Esteri

Migranti: Italia chiederà a Ue ‘return hub’ in Africa ‘modello Albania’

Roma, 19 mar. (askanews) - "Un altro drammatico naufragio si è verificato ieri 18 marzo a 18 miglia nautiche da Lampedusa. Secondo fonti di organizzazioni non governative, dieci sopravvissuti sarebbero stati tratti in salvo e sbarcati sull’isola dalla Guardia Costiera e dalla Guardia di Finanza. Dopo l’allaerme Frontex sono state tratte in salvo 10 persone, mentre 6 corpi esamini sono stati tratti dalle onde, purtroppo all’appello mancano 40 persone, perché i superstitti dicono che sulla barca c’erano 56 persone". Questo evento grave e drammatico ci deve fare riflettere anche sul silenzio mediatico che ormai circonda i naufragi nel Mediterraneo, infatti a darne per primi l’annucio sono stati volontari che ogni giorno operano per salvare vite umane in mare". Lo riferisce l'associazione Don Bosco 2000 “Ancora una volta - afferma l'associazione no profit- il Mediterraneo si trasforma in una tomba silenziosa per decine di persone in cerca di salvezza. Ci indigniamo di fronte all’indifferenza con cui questi eventi vengono trattati, come se le vite umane perse in mare non avessero più rilevanza. I migranti stanno scomparendo non solo nelle acque del Mediterraneo, ma anche dalla narrazione pubblica e dall’attenzione dei media. Chiediamo trasparenza, informazione e un’assunzione di responsabilità da parte delle istituzioni. Ogni vita conta e ogni naufragio è un fallimento collettivo dell’Europa.” E per tantop "Don Bosco 2000 rinnova l’appello per un’azione immediata e strutturata a livello europeo per prevenire queste tragedie, garantire soccorsi tempestivi e fornire canali sicuri di migrazione per chi fugge da guerre, persecuzioni e miseria".

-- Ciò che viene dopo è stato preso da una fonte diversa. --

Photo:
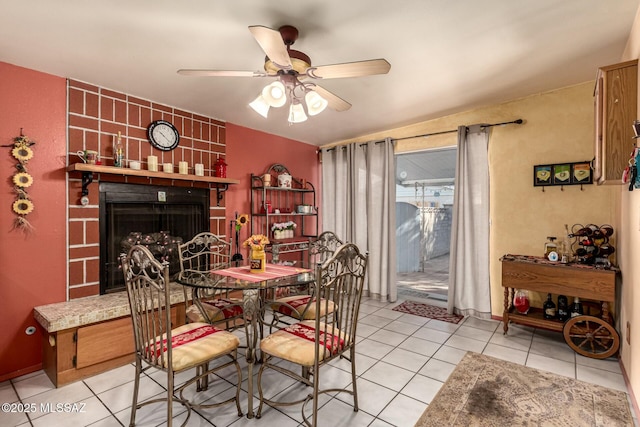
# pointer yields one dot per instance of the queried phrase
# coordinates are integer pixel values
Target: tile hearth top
(85, 311)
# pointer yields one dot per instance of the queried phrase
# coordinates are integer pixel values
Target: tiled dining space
(402, 362)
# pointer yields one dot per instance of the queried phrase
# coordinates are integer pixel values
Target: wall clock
(163, 135)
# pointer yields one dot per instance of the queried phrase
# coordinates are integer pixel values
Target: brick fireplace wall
(95, 116)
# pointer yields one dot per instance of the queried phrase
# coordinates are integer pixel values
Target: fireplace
(158, 217)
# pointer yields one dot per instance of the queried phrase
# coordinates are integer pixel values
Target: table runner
(272, 271)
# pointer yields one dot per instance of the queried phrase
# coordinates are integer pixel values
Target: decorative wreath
(22, 206)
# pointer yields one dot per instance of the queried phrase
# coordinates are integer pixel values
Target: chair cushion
(296, 343)
(294, 306)
(218, 309)
(195, 343)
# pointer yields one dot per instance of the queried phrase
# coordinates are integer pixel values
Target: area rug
(426, 310)
(484, 391)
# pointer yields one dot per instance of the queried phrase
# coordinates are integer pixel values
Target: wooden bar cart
(592, 334)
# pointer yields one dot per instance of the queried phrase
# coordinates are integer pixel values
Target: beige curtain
(469, 288)
(358, 204)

L’Italia, al tavolo del Consiglio europeo dei ministri dell’Interno in programma per martedì, secondo quanto viene confermato da fonti di Governo, chiederà l’applicazione del regolamento Ue sui ‘return hub’. Si tratta, come anticipato questa mattina dai quotidiani, della possibilità per i Paesi membri di trasferire i migranti con ordine di rimpatrio in centri situati in Paesi extra-Ue sicuri, sul ‘modello Albania’. Tra i paesi individuati, per lo più africani, ci sarebbero “Ruanda, Ghana, Etiopia, Senegal, Tunisia, Libia, Mauritania, Egitto, Uganda, Uzbekistan, Armenia e Montenegro.